My studies ended with a practical year, of which I took in a home for people with learning difficulties in a town about an hour away from Muenster. Unfortunately, one of the staff abused a girl which led my boss to conduct a workshop about what sexual abuse meant. We discussed the signs of sexual abuse and what we should do in case it happened to us.
That hit me like a rock. All of those suppressed feeling from the abuse I had suffered, bubbled up and overflowed. It made me locate a therapist outside of the university. Sadly, the first I went to did not take me seriously. However, I was so disturbed at the time that I changed to another therapist who turned out to be great.
My first husband was still not happy, even though we now lived just an hour away from his home, and not eight hours away like we had in Berlin.
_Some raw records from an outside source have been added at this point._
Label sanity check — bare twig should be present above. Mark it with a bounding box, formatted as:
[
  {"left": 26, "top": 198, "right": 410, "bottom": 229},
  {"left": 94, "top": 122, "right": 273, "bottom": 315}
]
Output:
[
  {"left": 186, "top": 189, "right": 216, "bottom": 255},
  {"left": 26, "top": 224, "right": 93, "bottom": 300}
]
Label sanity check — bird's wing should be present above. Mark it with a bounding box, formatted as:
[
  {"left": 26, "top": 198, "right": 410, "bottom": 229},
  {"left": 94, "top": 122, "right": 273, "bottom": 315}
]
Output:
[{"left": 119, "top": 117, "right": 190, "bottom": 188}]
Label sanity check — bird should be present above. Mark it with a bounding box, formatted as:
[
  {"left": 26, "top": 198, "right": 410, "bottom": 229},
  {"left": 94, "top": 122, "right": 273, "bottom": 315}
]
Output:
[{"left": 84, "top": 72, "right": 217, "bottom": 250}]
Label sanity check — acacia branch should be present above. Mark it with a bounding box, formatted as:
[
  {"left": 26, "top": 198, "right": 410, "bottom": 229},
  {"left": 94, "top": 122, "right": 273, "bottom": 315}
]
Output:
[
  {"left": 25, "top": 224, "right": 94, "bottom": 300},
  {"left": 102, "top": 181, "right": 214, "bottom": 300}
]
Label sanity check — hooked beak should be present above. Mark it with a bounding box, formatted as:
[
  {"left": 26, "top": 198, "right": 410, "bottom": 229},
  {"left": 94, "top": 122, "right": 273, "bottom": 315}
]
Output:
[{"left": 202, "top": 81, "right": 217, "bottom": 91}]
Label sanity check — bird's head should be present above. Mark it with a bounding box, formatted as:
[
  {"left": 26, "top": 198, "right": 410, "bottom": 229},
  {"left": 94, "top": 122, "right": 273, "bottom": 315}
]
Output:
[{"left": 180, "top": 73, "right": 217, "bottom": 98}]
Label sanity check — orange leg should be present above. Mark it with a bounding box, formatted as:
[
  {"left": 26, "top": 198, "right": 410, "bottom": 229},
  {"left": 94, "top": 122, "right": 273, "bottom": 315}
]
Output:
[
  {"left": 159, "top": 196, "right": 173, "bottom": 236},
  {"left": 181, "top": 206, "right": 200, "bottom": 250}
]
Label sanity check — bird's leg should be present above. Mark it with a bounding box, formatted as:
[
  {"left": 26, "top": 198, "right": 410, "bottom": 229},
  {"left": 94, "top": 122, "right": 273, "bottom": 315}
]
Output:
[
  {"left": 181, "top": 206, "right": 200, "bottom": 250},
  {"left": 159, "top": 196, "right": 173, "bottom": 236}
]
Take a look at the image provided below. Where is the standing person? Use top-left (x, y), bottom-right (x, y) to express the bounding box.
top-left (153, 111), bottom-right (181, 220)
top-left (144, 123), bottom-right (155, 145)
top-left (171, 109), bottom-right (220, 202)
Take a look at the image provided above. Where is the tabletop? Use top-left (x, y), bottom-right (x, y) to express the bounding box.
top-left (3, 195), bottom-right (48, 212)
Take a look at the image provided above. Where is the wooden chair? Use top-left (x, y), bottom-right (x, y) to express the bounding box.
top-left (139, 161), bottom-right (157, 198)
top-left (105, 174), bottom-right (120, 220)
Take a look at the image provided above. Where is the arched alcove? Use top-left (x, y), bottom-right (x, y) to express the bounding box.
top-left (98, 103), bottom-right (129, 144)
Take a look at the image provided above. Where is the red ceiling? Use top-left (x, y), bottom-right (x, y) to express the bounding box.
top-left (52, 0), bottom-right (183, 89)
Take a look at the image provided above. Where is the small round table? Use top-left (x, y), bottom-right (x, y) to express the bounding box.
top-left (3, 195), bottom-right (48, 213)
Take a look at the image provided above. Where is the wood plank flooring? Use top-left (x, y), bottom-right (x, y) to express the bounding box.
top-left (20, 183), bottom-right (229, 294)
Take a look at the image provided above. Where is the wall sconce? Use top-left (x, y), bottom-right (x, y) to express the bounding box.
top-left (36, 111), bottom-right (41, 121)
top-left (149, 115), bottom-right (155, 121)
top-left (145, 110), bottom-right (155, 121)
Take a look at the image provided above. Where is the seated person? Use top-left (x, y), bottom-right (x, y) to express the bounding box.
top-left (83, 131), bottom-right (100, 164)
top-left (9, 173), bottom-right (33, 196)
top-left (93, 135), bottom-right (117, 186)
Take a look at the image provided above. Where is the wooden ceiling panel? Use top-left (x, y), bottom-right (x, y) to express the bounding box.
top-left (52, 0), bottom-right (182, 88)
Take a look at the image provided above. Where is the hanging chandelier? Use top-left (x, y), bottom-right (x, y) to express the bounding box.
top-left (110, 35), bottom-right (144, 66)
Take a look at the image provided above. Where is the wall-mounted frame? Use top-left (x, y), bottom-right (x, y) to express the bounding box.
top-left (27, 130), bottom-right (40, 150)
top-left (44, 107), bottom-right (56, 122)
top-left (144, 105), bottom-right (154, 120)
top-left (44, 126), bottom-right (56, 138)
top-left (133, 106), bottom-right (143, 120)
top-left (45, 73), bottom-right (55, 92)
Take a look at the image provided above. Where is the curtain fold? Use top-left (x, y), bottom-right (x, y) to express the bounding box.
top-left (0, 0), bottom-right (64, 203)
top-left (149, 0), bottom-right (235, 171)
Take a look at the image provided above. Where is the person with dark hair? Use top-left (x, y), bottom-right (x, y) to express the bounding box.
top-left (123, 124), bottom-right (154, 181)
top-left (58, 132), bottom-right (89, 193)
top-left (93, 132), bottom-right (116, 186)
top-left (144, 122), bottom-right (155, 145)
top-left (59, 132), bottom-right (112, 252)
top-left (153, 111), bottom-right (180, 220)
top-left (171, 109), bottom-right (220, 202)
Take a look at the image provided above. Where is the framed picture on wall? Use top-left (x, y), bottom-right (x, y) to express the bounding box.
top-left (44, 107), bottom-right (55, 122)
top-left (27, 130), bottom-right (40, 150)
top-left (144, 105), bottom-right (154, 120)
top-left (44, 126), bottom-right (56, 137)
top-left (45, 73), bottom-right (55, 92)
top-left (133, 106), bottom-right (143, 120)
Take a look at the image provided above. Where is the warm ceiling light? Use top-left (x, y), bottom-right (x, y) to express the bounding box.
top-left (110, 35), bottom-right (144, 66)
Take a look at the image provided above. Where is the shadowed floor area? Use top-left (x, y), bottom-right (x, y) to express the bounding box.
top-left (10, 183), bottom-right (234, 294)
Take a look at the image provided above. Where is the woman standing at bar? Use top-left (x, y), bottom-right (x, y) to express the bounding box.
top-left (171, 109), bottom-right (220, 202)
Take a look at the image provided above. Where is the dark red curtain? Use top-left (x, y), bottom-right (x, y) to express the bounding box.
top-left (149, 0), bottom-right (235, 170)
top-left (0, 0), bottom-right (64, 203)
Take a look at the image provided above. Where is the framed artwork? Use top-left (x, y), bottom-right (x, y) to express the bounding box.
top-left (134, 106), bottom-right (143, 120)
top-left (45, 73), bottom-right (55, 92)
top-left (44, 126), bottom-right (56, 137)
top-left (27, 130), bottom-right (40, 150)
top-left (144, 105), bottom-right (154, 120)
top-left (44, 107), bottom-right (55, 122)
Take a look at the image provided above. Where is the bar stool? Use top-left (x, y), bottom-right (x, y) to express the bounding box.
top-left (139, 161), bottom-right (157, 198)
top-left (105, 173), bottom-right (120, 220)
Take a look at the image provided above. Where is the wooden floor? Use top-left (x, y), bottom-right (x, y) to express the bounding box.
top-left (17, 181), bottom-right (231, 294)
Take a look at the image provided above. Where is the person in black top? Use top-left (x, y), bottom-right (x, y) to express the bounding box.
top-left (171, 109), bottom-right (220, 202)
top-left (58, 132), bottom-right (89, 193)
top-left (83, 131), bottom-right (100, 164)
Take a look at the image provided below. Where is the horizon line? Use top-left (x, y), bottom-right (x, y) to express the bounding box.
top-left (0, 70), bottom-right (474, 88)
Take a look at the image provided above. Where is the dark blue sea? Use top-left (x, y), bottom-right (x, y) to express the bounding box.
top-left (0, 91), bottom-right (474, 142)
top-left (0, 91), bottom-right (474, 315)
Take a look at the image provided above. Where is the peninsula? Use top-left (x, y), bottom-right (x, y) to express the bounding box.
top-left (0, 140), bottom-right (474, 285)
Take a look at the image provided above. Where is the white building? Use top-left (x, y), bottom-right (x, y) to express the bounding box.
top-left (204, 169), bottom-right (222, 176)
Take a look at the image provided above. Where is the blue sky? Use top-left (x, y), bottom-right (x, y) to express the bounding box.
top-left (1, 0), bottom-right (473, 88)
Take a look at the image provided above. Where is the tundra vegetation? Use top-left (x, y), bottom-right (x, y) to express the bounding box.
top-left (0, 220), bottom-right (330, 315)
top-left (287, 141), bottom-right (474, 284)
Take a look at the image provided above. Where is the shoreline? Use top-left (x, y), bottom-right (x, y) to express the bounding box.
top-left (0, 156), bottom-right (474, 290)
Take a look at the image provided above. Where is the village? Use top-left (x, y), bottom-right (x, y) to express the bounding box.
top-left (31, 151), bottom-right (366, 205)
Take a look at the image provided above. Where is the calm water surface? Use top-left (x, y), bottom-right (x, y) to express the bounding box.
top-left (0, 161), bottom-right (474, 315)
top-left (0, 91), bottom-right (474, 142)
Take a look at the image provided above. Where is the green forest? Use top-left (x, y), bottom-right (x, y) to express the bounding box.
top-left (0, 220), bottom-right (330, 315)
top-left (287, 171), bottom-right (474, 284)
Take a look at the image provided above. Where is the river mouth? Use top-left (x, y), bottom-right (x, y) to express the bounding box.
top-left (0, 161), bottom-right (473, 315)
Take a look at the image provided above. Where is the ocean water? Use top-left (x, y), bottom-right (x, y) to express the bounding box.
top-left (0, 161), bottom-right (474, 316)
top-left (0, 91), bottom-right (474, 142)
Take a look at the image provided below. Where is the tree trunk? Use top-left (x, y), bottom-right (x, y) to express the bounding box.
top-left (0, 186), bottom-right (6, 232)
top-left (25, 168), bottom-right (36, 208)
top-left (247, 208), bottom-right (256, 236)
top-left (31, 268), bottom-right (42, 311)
So after I finished my education, we moved to his homeplace close to the Dutch border, further north of Muenster.
It was a rural area, and I found it hard to find a job. There was, however, an emerging freelance job sector for custodians of people who could not fully take responsibility for themselves. This is what I chose to do.
We got married and bought a house. Unfortunately, my husband never believed that I suffered sexual abuse at the hands of my father. I remained open from the beginning, but my husband could not bring himself to accept that the jolly man he’d met had abused me. Eventually, we divorced. I’ll share more about that next month.
In the meantime, I discovered a Protestant church and choir in Meppen where we lived. I felt like I’d found a new spiritual home. I volunteered again with the church’s children’s groups and attended church every Sunday.
However, my soul needed something else. I continued to use the Tarot cards for guidance as I read up on other faiths and spiritual paths. I felt torn between experiencing community at the church and these “other” demands of my soul. Through all of this, I continued to struggle with my mental health. That is how I entered my thirties.
More about this next month. Thank you very much for reading and going on this journey with me. I hope you are well and am sending you my blessings.